We continue to grow and evolve as we try to figure out just what sort of farm we want to be and will become. To be honest, if I could decide the kind of farm to be without consideration for our location and our markets, I would want to focus on specialty grains like farro, einkorn, heritage wheat and barley, as well as pseudo-grains like teff, amaranth, and quinoa. In addition, we would grow vegetable seed, improving existing varieties of open-pollinated crops as well as developing new varieties.

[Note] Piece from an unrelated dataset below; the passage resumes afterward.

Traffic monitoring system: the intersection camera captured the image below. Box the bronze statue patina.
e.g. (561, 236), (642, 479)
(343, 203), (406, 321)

One final thing to mention is that this was a year that we could not have gotten through without the consistent support of our family, friends, and those who eat our food. Our family, in particular, continue to be unfailingly supportive and have provided critical help in so many ways. Despite the challenges of starting a business, and a farm business no less, we chose to move back home, and we don't regret it in the least. All we have to do is watch our daughter and son play with their grandparents to be quickly reminded of why we are here.